The most important rule to remember if you are hoping to become profitable using the two-sided business model? Your company’s revenue potential depends on delivering value to BOTH the free user AND the paying customer.
One of the best tools I know for mapping the value creation stream in any given business model is the strategy map. However, traditionally, the strategy map has only one customer perspective/section and this can make mapping the two-sided business model a little confusing and challenging.
So, to make things clearer and help keep our two types of customers in our sights, why not modify the customer perspective in this way?
Now we have a workspace where we can better capture the different ways we deliver value to our two groups of customers.
Let’s begin with our free user base.
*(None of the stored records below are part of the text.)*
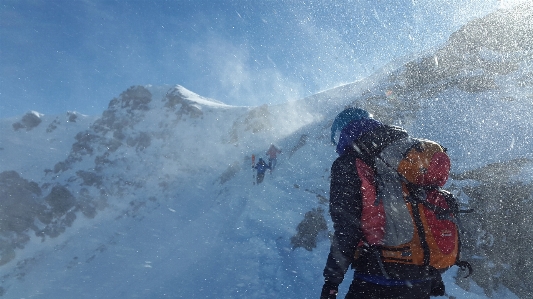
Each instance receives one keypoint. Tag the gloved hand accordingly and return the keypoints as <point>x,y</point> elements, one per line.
<point>329,290</point>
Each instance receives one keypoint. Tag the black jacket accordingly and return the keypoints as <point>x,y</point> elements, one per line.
<point>345,207</point>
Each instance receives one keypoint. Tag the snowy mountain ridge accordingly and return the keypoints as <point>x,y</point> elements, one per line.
<point>155,198</point>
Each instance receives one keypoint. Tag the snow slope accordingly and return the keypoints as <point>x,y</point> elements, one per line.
<point>154,199</point>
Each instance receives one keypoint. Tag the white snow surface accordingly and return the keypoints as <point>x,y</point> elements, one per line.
<point>181,217</point>
<point>198,237</point>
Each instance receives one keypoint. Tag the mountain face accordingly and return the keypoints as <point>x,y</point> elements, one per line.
<point>159,151</point>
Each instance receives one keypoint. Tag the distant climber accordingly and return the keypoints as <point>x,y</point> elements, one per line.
<point>261,168</point>
<point>272,153</point>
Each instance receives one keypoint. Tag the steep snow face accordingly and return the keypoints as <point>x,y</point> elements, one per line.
<point>156,199</point>
<point>30,144</point>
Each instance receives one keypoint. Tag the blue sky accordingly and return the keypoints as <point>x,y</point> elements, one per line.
<point>70,55</point>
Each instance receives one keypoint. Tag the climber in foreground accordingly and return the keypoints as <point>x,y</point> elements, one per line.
<point>381,183</point>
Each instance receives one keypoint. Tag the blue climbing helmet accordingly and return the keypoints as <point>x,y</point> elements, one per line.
<point>346,117</point>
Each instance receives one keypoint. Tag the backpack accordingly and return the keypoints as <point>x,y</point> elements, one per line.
<point>406,215</point>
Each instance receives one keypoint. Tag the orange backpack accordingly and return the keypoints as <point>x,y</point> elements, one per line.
<point>406,214</point>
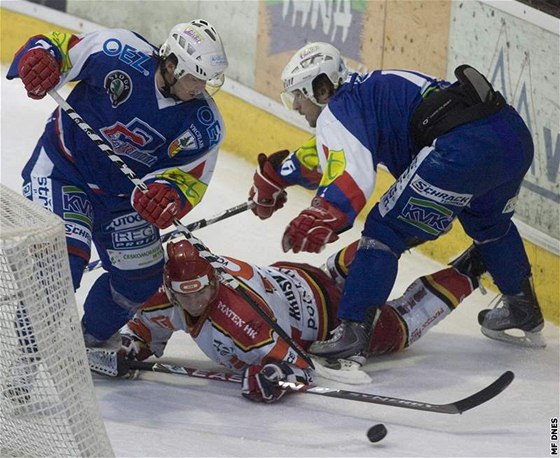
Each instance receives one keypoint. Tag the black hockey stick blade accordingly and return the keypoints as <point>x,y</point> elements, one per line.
<point>458,407</point>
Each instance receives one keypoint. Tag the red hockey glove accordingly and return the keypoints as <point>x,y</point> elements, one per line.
<point>39,71</point>
<point>267,191</point>
<point>160,205</point>
<point>314,227</point>
<point>260,383</point>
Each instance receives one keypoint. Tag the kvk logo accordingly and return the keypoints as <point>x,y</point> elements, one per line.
<point>119,87</point>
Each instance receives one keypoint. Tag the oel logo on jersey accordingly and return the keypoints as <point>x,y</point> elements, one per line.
<point>119,87</point>
<point>127,54</point>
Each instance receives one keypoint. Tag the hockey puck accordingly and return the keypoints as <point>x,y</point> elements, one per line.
<point>377,432</point>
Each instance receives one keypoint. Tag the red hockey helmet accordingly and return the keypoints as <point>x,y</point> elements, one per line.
<point>190,281</point>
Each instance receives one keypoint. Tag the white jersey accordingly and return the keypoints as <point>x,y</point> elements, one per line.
<point>298,297</point>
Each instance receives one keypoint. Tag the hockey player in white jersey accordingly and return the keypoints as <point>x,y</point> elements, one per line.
<point>301,299</point>
<point>457,151</point>
<point>153,106</point>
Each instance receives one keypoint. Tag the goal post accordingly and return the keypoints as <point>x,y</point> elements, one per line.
<point>47,399</point>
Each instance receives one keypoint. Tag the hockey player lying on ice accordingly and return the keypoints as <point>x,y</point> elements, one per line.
<point>301,298</point>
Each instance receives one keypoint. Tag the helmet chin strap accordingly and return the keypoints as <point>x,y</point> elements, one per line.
<point>166,89</point>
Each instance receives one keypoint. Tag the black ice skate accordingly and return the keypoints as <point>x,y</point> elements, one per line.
<point>520,314</point>
<point>349,341</point>
<point>470,263</point>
Remember that we need to give them something and/or an experience that’s continuously attention worthy. When we are successful we can achieve our ultimate objective: attracting and keeping our free users – this is important because it helps get your business model/company over to the paying customer’s side of the strategy map. Other objectives that should go into this strategy map perspective are those that answer the question: “What do we have to give to/do for the free user(s) to earn and keep their attention?” The answers will depend on your business and what your unique users see as being attention worthy!
Now, let’s turn our thoughts to your paying customer. The ultimate objective you want to deliver for this customer group is an opportunity to grow their revenues by accessing and monetizing the free user base. To enable your paying customer to achieve this objective there are really two things your company needs to do: (1) grow an attractive free user base; and (2) deliver whatever else is necessary to help your paying customer achieve their ultimate objective.
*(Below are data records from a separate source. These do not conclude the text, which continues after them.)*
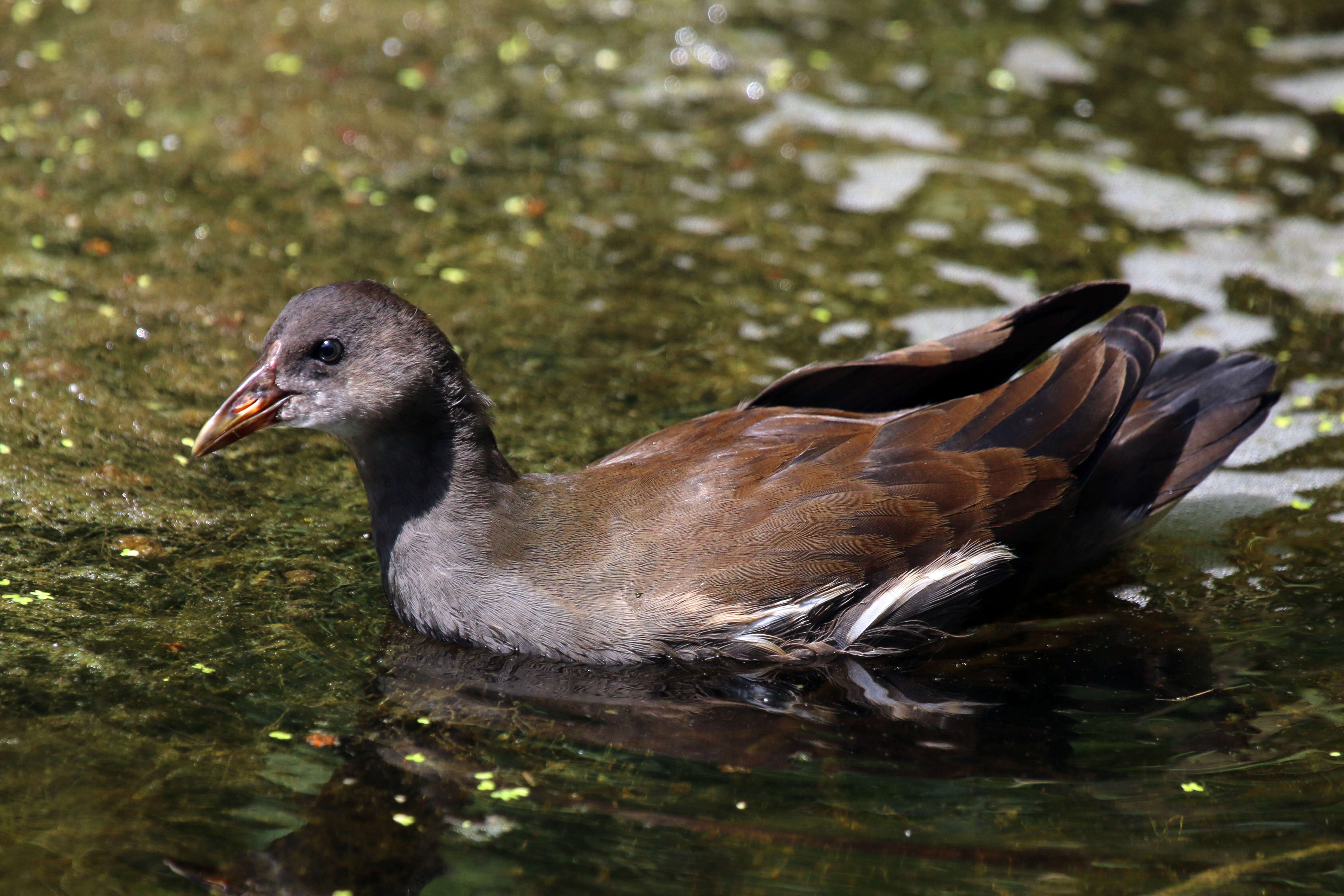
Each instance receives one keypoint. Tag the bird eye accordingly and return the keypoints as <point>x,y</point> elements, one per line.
<point>329,351</point>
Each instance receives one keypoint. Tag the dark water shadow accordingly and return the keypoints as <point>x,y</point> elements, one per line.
<point>999,703</point>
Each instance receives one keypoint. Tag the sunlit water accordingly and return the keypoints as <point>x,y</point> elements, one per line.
<point>628,214</point>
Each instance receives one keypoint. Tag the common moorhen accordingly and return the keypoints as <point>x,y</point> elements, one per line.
<point>857,508</point>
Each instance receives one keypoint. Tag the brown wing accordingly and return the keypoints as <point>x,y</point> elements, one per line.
<point>772,507</point>
<point>957,366</point>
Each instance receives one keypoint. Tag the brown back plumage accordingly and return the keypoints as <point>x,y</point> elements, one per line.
<point>853,507</point>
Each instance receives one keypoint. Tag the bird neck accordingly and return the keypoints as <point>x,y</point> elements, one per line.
<point>439,468</point>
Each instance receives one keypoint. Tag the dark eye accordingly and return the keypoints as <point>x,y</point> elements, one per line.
<point>329,351</point>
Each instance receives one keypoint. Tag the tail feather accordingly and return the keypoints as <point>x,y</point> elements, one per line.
<point>1194,410</point>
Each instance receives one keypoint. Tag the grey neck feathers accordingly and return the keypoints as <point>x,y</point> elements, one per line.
<point>435,469</point>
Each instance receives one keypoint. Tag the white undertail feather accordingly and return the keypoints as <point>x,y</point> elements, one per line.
<point>943,579</point>
<point>781,617</point>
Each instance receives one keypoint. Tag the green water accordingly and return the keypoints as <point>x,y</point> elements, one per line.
<point>627,214</point>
Here’s what these two customer perspectives look like together:
Essentially, enabling your paying customer to get what they want (the achievement of their revenue growth objectives) is the gateway for achieving your company’s revenue objectives.
Attracting and maintaining the RIGHT free user base is the gateway for your paying customer to achieve their revenue growth objectives.
And giving your free users something they value in exchange for their continued attention is the foundation on which a successful customer perspective (AND outstanding customer value) is built in the two-sided business model.
Here’s how the picture/strategy map is beginning to evolve:
To ensure that your two-sided business model delivers the intended value and results, be sure that your Internal Process strategic objectives include the things you must excel at to give BOTH your free users AND your paying customers what they need/want/expect. Taking this approach better positions your company to deliver value to both groups of customers.
Juggling the different interests of your two groups of customers and delivering the necessary value under the two-sided business model can be challenging. While the strategy map is a great tool for clarifying the value creation stream and making it transparent to everyone in your organization, my experience working with tech company entrepreneurs has shown me that the traditional strategy map format doesn’t make it easy to keep the often competing value creation streams clear – it gets very confusing about where and how to capture objectives for the two essential customer groups in the two-sided business model.
The strategy map modifications outlined here have helped the entrepreneurs I’ve worked with clarify the customer approaches required under their two-sided business model, giving them an easier way to capture the essential strategic objectives AND map the important relationships between them.
However, please remember that this is a generic template designed to offer you a starting point for thinking about the value you create for, and deliver to, both the free and paying customers of your company. You may need to modify the template further to work for your specific two-sided business model – something that you should feel perfectly fine in doing!
Have you tried to map your two-sided business model using this or another modified approach to the traditional strategy map format? What has worked for you and your company? Please share your experiences here so that we can all learn together!